# Phil's Narrow Gauge



## old dog (Apr 14, 2008)

Just about to finish one of his kits, D&RGW Commissary Car, 04022, and man I like his stuff, so well in fact I just ordered a GRAMPS and a 30’Flat Car. He also is coming out with a Drop Bottom Gondola. 
Just wanting to see if anyone else favors his cars. 

http://www.philsnarrowgauge.com/


----------



## terry_n_85318 (Jan 3, 2008)

I've built a number of them, they are great. 

Terry


----------



## chama (Jan 2, 2008)

Phil's kits are great. Beautifully engineered (wait until you see how he did the tank car). His parts are great, too. Replace all those white metal stirrup steps and grab irons on your Hartford, etc. cars with PNG stirrups and grabs and you'll never break another one off.
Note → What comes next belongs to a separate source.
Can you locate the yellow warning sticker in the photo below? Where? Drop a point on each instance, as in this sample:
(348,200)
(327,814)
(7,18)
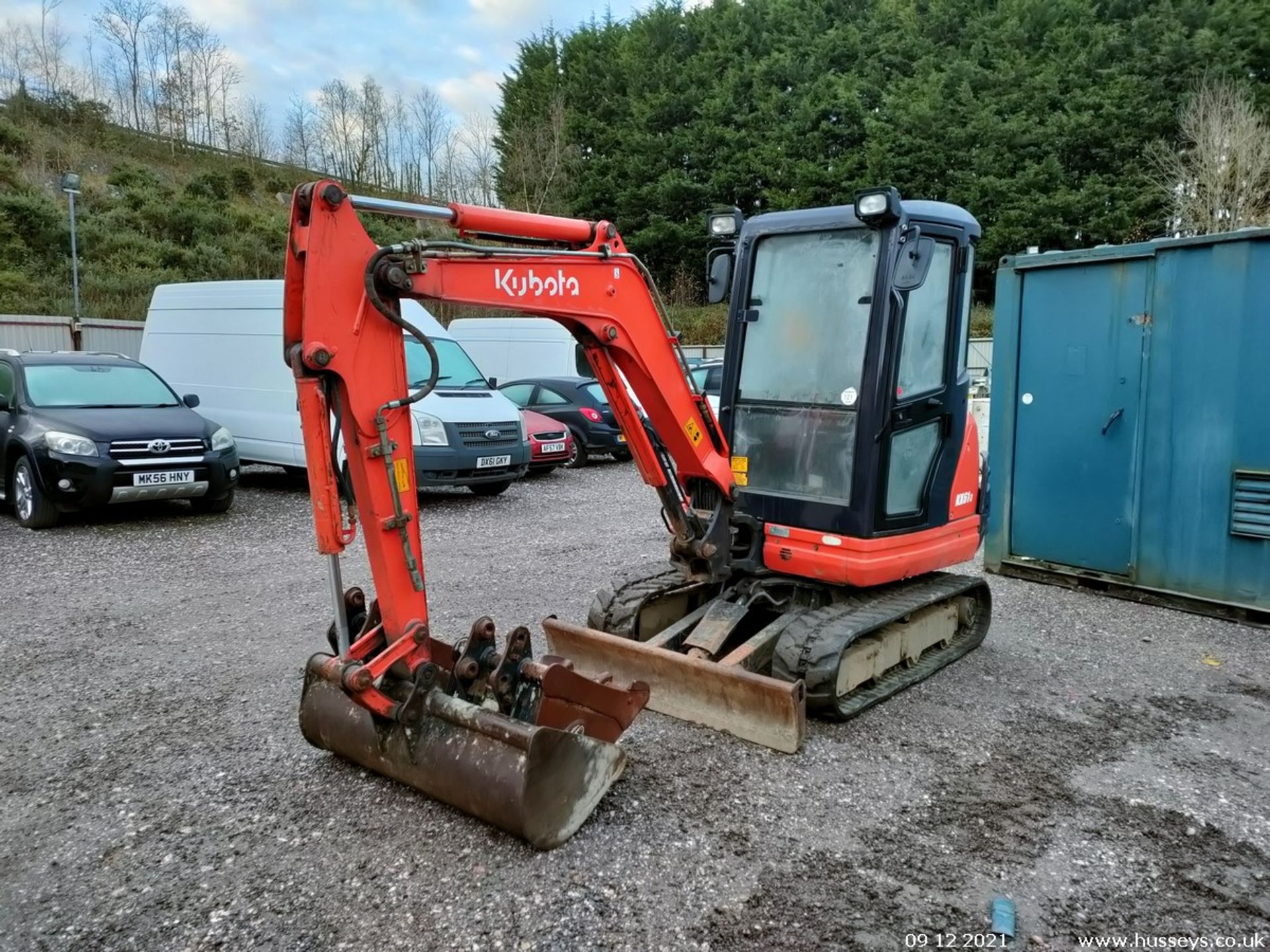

Likewise, his brake house/glad hand castings are cast around a piece of brass rod and are therefore nice and strong. 

His ball-bearing conversions of Accucraft trucks are also a great deal. I hope you took his buy-the-trucks-with-a-kit option to get ball-bearinged Accucraft trucks for $65.


----------



## Dougald (Jan 2, 2008)

Phil does some really nice stuff. 

I just ordered a pair of drop bottom gons ... and have in the past built a long reefer and a tank car. 

Give his kits a try ... he takes the hard work out of it and leaves just the fun stuff to do. I would recommend starting with a flat if it is your very first kit ever but otherwise, his kits are relatively easy to build. Once you have built your first kit, any of Phil's are an enjoyable experience. 

Regards ... Doug


----------



## Roland Seavey (Jan 4, 2008)

Not owning one (yet, getting he dropgon at NGC) but have loved his work for some time. Am looking forward to getting that sweetheart and putting it together. Even going to take it to the PI to work on. 
Roland


----------



## San Juan (Jan 3, 2008)

Is Phil's narrow gauge the line that used to make *1:22.5* D&RGW MOW equipment a few years ago? Or was that another vendor? 

I remember seeing several pieces many years ago and regret never buying any. They're almost impossible to find now...so probably not Phil's.


----------



## parkdesigner (Jan 5, 2008)

Phil, as far as I know, has only made 1:20 items. (You know Matt, the correct scale!!/DesktopModules/NTForums/themes/mls/emoticons/tongue.gif) 

You might be thinking of Don Winter - who did do a few bits of MOW in 1:22, but he too quickly moved up to 1:20. 

The other company in mind might be the old 1:20.com site, which was Jim Ferry. He did dozens of the 1:20 MOW cars. He did do a few (3 maybe 4?) of the same cars in 1:22, but - to hear Jim tell it, it took years to sell off the few 1:22 cars as anyone looking to model the D&RGW was moving to the more accurate scale. /DesktopModules/NTForums/themes/mls/emoticons/hehe.gif


----------



## San Juan (Jan 3, 2008)

Posted By parkdesigner on 04/15/2008 2:50 PM
Phil, as far as I know, has only made 1:20 items. (You know Matt, the correct scale!!) 
You might be thinking of Don Winter... 




Yeah I know...correct scale  Would have been nice if it came out say 10 years earlier /DesktopModules/NTForums/themes/mls/emoticons/sick.gif 

Anyway I'm pretty sure they were Don Winter cars. Thanks for the refresher.


----------



## John McGuyer (Jan 2, 2008)

Just got a drop bottom gondola and a long reefer kit. Very nice work. Clean castings and some nice pattern making on the parts. Looking forward to putting them together. 

John


----------